Immediately after the deal was announced, analysts at Legg Mason Wood Walker Inc. said Rouse would likely need to sell $400 million worth of stock some time this year. They did not expect Rouse to sell stock to cover the entire tab because that could upset shareholders by diluting their shares.

David Fick, a managing director at Legg Mason and a real estate analyst, said shareholders will still take a hit.

He said Rouse should have waited until its stock price was higher to sell common shares or raised the equity by issuing preferred shares, which pay bigger dividends but do not dilute earnings. Or, he said, the company could have taken on a joint venture partner for a cash infusion.

"We assumed the management would be prudent about when to raise equity and not issue shares at this price," he said.

"They have said they believe the stock is worth $36 a share; we feel it's more like $32. Now they're selling at below $28 a share, and that tells the market what they think they're worth.

"You should not sell equity below what you think it's worth. If you do, you're not exercising prudent corporate governance."

Legg Mason has lowered its per-share earnings estimate for Rouse by 8 cents this year. The consensus analysts' estimate for Rouse's shares in 2002 is $3.88.
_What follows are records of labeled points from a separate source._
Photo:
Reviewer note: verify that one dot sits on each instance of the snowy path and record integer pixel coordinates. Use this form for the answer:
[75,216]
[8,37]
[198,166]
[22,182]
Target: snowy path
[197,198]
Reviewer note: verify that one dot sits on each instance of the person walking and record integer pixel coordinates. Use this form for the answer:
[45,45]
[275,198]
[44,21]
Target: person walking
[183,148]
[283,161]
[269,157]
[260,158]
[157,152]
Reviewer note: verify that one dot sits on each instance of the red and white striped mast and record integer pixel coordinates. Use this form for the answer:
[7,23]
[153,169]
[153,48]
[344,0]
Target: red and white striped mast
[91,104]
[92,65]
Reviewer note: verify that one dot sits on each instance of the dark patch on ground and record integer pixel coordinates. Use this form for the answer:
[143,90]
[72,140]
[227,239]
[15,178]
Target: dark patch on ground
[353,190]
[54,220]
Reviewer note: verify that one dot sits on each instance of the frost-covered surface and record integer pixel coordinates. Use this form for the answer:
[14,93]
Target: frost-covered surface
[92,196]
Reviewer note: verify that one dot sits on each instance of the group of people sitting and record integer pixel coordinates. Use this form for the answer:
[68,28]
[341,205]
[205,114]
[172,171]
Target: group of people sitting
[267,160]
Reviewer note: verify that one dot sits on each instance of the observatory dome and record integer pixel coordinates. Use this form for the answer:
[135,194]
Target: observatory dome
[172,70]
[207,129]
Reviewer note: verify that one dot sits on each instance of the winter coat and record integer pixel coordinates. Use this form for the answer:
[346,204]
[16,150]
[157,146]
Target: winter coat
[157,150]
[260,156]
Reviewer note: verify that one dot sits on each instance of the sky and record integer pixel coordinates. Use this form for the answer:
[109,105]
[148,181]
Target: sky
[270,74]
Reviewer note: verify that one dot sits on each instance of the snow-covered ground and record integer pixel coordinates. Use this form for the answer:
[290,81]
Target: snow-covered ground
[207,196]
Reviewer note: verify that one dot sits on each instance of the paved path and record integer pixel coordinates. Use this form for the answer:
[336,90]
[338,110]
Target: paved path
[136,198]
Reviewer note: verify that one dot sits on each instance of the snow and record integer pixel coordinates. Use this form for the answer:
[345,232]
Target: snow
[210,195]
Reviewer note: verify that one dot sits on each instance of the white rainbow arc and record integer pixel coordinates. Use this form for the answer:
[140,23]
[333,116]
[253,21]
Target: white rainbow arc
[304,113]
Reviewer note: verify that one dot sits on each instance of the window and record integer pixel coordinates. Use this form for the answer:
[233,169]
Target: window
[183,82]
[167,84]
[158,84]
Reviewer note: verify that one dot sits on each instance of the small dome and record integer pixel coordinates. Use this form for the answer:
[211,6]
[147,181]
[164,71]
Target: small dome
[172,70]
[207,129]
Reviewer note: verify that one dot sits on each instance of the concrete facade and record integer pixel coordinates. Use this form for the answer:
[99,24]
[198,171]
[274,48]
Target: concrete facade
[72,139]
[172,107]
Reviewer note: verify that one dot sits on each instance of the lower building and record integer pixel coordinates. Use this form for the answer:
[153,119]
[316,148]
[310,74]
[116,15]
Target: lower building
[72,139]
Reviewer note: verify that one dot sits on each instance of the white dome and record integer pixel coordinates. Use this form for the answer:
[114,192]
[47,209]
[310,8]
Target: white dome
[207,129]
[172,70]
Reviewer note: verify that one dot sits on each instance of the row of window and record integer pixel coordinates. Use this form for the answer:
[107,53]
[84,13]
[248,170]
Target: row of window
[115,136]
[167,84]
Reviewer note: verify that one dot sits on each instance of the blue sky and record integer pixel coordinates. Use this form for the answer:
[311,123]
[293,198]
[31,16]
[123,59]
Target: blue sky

Rouse shares fell 19 cents yesterday to close at $27.52.

Louis Taylor, an analyst for Deutsche Banc, said he believes that earnings will not be diluted with the offering because Rouse is adding assets at the same time.

Analysts have said the new malls should translate into additional earnings of 5 cents to 10 cents a share in 2003, once the properties are integrated into the Rouse mix.

Taylor said REITs are popular with investors because, by law, they pay 90 percent of their taxable income each year to shareholders as dividends. Even retail REITS are popular despite slumping sales at the malls, he said. Those malls are paying their rent.

"For retail REITs, that's the main concern," Taylor said. "In an environment where return in the overall market is flat to negative, you have REITs with a 5-10 percent dividend yield and still some earnings growth. People are realizing that REITs are one of the best alternatives."

Rouse's Tripp said company officials thought the stock sale was a good idea to raise money quickly. He said companies selling stock always wish the prices could be higher. "Credit agencies had put us on a negative watch," he said. "Simon, too. And this is something for lenders to potentially be concerned about.

"Our reading was that we had no choice but to raise equity. To let it go on a long time - we didn't think it would be conducive to raising our share price. And we raised the money we were looking for. So, from our perspective, we're very happy with the outcome."

In a related move, Rouse has entered into a currency hedge, which limits what the company would have to pay if the value of the euro changes.

The Rodamco deal was done in euros, and Rouse would have been liable for the difference if the U.S. dollar weakened against the euro.